Mirids are a key pest of mungbeans and cotton.
|Scientific name|| |
Green mirid - Creontiades dilutus
Brown mirid - Creontiades pacificus
Crop mirid - Sidnia kinbergi
Green mirid adults are 7 mm long, pale green, often with red markings and have clear wings folded flat on the back. Adults and nymphs are very mobile with antennae nearly as long as the body. Green mirid nymphs have a pear-shaped body and the tips of the antennae are reddish brown.
Brown mirids are similar in shape, but the adults may be slighly larger (8 mm), and the front part of the body is brown instead of green when viewed from the top (i.e. the head and thorax). The nymphs have banded antennae, alternating red-brown and white.
Crop mirid adults are 7 mm long, grey-green on top and bright green underneath. Nymphs are green with brown and white striped antennae and a black spot on the back.
The green mirid is a native species widely distributed across Australia.
The brown mirid has been recorded from northern New South Wales and Queensland. It is distributed in Eastern Asia, including China and Micronesia.
The crop mirid has been reported from all Australian states except the Northern Territory.
|Crops attacked/damage|| |
Mirids are known to feed on cotton, lucerne, mungbeans, navy beans, peanut and soybeans. Green mirids and crop mirids also attack azuki bean
Damage symptoms: Adults and nymphs pierce plant tissue and release a chemical that destroys cells in the feeding zone. In cotton, growing points can be killed resulting in increased branching. Squares, buds, flowers and small bolls can be shed, decreasing yield potential. Boll feeding in cotton can reduce lint yield and quality.
In legume crops, mirids may also attack more mature pods, feeding on and damaging the seeds inside without causing shedding.
|Life cycle and ecology|| |
Mirids feed and develop on a wide range of host plants, including sunflowers, safflower, lucerne and many legumes, and weed species including wild turnips, verbena, common joy weeds and thistles. During the winter months they are often difficult to locate, overwintering as adults or eggs on wild plants in low numbers. However, as temperatures begin to rise in August, their populations increase. The primary movement of mirids into summer crops occurs during November as alternative host plants within the vicinity of cotton crops tend to dry off and insects seek a fresh food source. There is also evidence of long distance migration, possibly from inland areas, associated with weather fronts. This may be the cause of some of the widespread and repeated influxes of mirids sometimes observed in grain and cotton growing regions early in the summer.
Mirid life cycle
Within a crop, mirids lay eggs singly, preferentially on the leaf petiole. The egg is inserted into the plant tissue with an oval egg cap projecting above the leaf or petiole surface. Eggs hatch after 7-10 days depending on temperature; at 30-32º C (average temperature) eggs hatch within 4-5 days and there are five nymphal instars, each of about 2-3 days duration.
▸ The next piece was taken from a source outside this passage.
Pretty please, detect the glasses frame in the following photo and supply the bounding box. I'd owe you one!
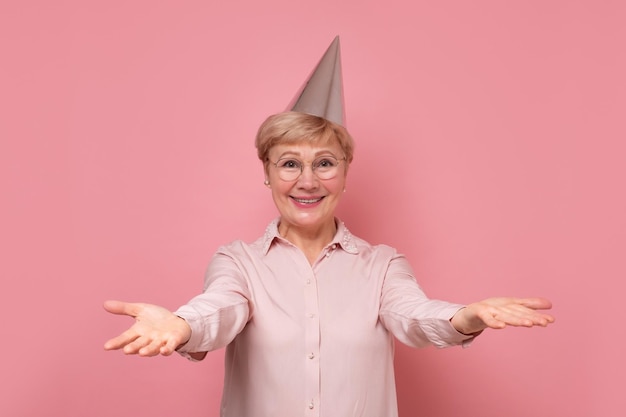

Under summer conditions, a generation (egg to adult) can be completed in about three weeks. Adults can live for 3-4 weeks.
Mirid populations may vary significantly with climatic conditions. In sustained hot weather (three consecutive days above 35° C), numbers may decrease. Numbers will also tend to be lower immediately after heavy rains or storms, though early in the season it is thought that storm fronts may also bring influxes of adults. These factors need to be considered when sampling.
|Natural enemies|| |
There are no benenficial species that are recognised to be regulators of mirid populations in cotton. However, damsel bugs , bigeyed bugs , predatory shield bugs , as well as lynx, night stalker and jumping spiders are known to feed on mirid adults, nymphs and eggs.
|Survival strategies|| |
Overwintering habit: Mirids are known to survive on weeds and native host plants in broadacre farming areas. They are also known to breed on native hosts in inland (central) Australia in winter, and can migrate to cropping areas in spring in a similar way to the native budworm, Helicoverpa punctigera. It is thought that this is one of the reasons why insecticide resistance has not been detected, i.e. there is a continual influx of mirids into cropping areas from outside that have never experienced selection pressure for insecticide resistance.
Alternate hosts: Mirids distinctly prefer lucerne to cotton. This has lead some researchers to propose and test the idea of lucerne strips as trap crops to prevent the movement of mirids into cotton crops. To date this practice has not been widely adopted. Other crop hosts include soybeans, mungbeans, pigeon pea, safflower and sunflowers. It is assumed that mirids migrate between these crops. Weed hosts in cropping areas include turnip weed, noogoora burr, variegated thistle and volunteer sunflowers.